The boundless view atop Kolaribetta from the abandoned signal station was profoundly spectacular. To the east the Avalanche reservoir stretches amoeba-like, beyond which valley after valley unfolds till one can see as far as the upper reaches of the Ooty valley itself. To the southwest, the massive Upper Bhavani reservoir spreads octopus-like in a sea of greenery. To the northwest, the New Amarambalam ranges, overlooking the flanks of Kerala, tower over endless grasslands. Further north, the imposing profile of the Mukurti peak looms, strikingly resembling "Napoleon or Lenin in a sleeping posture".

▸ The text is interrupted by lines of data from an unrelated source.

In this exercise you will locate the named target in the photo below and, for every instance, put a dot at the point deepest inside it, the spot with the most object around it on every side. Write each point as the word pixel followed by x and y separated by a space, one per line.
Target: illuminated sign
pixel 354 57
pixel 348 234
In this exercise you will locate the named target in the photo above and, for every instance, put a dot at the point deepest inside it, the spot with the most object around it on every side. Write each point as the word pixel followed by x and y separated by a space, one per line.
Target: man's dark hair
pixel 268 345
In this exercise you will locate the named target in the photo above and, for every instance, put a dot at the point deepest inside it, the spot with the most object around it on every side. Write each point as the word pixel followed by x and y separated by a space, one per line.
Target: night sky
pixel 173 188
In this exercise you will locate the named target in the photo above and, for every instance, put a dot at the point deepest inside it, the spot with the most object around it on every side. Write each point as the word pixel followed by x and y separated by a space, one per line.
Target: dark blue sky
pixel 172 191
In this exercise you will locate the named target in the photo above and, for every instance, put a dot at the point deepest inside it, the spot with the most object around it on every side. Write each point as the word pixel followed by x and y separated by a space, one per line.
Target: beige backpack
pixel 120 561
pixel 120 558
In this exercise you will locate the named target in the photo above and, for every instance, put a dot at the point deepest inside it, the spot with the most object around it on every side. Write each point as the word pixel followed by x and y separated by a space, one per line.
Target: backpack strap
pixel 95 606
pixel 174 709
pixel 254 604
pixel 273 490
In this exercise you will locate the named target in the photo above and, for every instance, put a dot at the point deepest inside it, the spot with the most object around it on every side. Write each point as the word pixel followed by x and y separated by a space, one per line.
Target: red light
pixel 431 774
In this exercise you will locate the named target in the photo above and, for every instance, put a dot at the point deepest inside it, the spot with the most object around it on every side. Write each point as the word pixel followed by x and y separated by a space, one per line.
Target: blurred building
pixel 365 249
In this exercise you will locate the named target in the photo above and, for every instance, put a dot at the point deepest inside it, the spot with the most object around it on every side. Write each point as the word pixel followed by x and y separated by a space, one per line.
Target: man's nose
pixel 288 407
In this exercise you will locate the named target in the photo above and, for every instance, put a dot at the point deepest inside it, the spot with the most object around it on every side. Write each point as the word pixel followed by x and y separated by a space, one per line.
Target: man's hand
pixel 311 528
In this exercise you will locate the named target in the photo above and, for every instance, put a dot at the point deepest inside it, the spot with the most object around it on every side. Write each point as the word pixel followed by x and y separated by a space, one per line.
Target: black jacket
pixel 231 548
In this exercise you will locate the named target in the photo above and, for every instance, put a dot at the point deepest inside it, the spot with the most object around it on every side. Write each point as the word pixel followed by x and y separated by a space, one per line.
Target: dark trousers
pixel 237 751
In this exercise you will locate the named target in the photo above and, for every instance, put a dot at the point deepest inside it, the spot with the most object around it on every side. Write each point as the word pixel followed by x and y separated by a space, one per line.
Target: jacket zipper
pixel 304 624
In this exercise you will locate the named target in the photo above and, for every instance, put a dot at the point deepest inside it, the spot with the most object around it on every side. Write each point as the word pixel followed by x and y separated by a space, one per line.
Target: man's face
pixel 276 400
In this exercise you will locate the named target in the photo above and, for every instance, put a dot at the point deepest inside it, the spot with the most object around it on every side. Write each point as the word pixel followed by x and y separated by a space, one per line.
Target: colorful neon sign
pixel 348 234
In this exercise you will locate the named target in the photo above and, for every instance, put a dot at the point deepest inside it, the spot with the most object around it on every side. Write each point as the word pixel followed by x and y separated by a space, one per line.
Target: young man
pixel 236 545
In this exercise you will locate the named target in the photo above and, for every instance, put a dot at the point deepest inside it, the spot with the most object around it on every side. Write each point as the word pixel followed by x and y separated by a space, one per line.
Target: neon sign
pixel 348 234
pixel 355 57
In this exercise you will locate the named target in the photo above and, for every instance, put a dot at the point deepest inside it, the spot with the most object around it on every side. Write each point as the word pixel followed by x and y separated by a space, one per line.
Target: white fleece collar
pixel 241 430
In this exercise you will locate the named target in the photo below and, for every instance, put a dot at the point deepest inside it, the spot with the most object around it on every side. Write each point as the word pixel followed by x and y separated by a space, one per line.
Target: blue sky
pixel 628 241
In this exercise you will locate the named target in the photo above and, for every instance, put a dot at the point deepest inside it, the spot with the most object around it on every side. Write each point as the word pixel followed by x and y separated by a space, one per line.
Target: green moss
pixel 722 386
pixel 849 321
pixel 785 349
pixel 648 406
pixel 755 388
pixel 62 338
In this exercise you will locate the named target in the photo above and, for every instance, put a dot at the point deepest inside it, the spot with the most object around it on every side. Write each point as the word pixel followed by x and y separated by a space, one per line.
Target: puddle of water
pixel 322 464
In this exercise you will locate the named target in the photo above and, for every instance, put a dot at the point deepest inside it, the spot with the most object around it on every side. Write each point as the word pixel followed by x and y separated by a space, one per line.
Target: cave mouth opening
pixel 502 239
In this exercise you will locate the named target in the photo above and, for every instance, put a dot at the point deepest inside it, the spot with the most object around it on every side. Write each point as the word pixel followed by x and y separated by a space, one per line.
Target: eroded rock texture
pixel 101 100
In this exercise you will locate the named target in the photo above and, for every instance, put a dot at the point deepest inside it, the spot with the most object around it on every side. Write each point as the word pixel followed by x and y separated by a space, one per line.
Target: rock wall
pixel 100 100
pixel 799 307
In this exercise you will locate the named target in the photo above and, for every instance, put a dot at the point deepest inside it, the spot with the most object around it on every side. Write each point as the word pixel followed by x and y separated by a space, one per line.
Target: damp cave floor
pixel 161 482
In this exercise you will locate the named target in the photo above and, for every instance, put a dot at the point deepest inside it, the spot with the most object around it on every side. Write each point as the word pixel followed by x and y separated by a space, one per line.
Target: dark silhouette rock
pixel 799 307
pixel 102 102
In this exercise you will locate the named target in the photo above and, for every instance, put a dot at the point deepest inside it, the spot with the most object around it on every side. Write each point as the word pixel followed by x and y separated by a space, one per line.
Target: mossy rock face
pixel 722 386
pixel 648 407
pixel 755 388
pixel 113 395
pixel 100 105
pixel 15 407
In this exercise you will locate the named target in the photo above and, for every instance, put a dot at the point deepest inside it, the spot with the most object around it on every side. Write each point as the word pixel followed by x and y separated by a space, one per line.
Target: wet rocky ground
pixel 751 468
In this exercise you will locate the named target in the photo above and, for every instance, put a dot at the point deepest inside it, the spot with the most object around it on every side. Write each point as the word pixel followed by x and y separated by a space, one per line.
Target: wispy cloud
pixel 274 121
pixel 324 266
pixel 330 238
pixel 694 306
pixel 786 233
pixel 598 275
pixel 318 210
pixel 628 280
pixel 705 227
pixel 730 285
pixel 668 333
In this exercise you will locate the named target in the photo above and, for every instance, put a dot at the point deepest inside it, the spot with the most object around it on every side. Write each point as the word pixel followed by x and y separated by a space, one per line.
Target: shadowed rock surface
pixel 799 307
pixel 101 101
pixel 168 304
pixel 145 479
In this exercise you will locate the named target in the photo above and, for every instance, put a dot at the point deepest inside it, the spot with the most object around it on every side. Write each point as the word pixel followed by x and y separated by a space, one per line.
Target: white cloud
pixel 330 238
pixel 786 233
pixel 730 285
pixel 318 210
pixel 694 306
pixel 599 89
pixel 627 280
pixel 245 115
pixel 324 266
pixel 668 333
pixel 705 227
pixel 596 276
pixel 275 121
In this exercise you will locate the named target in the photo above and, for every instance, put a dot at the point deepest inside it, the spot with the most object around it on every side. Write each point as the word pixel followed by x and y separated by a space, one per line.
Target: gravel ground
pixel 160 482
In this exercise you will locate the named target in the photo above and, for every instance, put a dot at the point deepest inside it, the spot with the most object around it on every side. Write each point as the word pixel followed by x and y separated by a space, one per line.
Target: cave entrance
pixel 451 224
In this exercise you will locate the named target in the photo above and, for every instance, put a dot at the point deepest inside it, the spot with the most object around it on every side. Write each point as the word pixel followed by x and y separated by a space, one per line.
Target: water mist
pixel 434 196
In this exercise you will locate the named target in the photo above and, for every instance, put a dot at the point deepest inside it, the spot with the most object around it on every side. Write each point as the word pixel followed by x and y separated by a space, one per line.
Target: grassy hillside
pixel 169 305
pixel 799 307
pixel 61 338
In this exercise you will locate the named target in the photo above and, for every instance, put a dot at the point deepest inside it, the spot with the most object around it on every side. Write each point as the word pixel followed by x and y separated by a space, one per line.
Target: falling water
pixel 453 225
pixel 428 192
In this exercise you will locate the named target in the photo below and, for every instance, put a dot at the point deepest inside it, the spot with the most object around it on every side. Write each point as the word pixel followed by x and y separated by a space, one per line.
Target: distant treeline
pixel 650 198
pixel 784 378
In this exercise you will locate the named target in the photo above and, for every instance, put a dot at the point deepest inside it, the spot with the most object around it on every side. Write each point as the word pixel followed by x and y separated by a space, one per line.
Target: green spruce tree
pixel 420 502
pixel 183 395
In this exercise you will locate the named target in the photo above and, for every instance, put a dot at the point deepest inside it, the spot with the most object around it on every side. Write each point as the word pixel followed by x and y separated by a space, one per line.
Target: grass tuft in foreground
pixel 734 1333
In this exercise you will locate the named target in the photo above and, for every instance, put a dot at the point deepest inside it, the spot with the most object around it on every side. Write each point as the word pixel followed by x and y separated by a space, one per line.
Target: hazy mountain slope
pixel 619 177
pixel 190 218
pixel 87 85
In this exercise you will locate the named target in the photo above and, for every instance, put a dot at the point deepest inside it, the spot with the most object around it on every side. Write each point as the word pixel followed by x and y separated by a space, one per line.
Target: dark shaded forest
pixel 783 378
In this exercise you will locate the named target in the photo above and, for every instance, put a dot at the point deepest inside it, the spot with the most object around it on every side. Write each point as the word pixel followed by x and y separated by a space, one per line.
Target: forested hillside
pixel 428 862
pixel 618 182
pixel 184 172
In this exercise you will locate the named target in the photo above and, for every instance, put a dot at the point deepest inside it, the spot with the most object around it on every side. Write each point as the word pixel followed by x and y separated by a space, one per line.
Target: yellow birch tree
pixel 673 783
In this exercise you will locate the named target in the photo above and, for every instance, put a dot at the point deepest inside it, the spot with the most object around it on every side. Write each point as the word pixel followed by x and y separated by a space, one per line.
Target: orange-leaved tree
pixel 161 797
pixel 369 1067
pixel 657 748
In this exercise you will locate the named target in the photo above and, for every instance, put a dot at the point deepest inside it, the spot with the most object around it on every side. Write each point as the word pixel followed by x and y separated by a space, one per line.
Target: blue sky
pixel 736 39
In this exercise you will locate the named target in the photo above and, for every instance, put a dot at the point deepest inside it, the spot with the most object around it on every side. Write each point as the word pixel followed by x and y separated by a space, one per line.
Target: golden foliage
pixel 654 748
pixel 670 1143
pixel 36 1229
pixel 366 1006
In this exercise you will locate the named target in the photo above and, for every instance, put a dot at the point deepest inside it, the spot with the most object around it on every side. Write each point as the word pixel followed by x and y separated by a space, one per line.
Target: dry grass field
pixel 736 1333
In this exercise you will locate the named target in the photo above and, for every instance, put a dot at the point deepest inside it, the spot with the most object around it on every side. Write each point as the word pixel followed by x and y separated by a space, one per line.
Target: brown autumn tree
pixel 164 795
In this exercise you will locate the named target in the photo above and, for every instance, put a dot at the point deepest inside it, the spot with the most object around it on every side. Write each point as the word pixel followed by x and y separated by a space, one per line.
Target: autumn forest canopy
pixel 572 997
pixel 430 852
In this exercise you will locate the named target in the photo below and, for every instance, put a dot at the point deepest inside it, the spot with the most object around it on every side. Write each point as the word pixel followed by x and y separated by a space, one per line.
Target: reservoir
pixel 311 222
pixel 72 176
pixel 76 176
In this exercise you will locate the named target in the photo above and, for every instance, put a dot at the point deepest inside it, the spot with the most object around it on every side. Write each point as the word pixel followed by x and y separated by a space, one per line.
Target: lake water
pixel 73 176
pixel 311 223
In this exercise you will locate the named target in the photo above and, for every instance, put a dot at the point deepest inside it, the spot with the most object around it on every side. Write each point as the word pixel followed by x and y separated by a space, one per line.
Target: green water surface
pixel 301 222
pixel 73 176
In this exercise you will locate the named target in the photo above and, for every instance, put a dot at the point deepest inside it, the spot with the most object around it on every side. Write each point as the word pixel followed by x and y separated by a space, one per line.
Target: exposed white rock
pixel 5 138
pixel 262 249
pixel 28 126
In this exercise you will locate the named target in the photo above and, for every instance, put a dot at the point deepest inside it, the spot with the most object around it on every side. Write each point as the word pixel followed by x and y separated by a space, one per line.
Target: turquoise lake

From Kolaribetta to Western Catchment 2, it was a monotonous trek across the Nilgiri Tahr sanctuary, steep at times, through tranquil country of grasslands and clear water streams. We were three hours behind schedule when we reached Western Catchment 2. Dusk was fast approaching. Since continuing directly to Mukurti was too risky considering the dense wattle forests we had to wade through, we chose to take the road to Portimund dam, a distance of 13 km, and then walk down to the Mukurti Fishing Hut for rest.
As there was still light, we took a shortcut, to save a few kilometres by road, across a steep grass hill. The climb was well worth it. From the top of the hill we were treated to the awesome sight of "bastion Nilgiris", the vast expanse of rocky western escarpment of Nilgiris rising almost vertically. Close to the edge of the cliff ahead of us were a group of about 15 Nilgiri Tahr. Before descending to the road again we crossed the Kallundi river just before it rolls down the rocky escarpment, which had taken a toll of a few English picnickers in the hazy past.
Back on the road it was a brisk walk (to beat the freezing cold) all the way to Portimund. From Portimund it would have taken a couple of hours if we had followed the motorable track to the fishing hut. Instead, we took the steep short cut down in the pitch darkness. It was well past 10 when we entered the warm portals of the Mukurti fishing hut.
The author is the co-ordinator of "Save Nilgiris Campaign".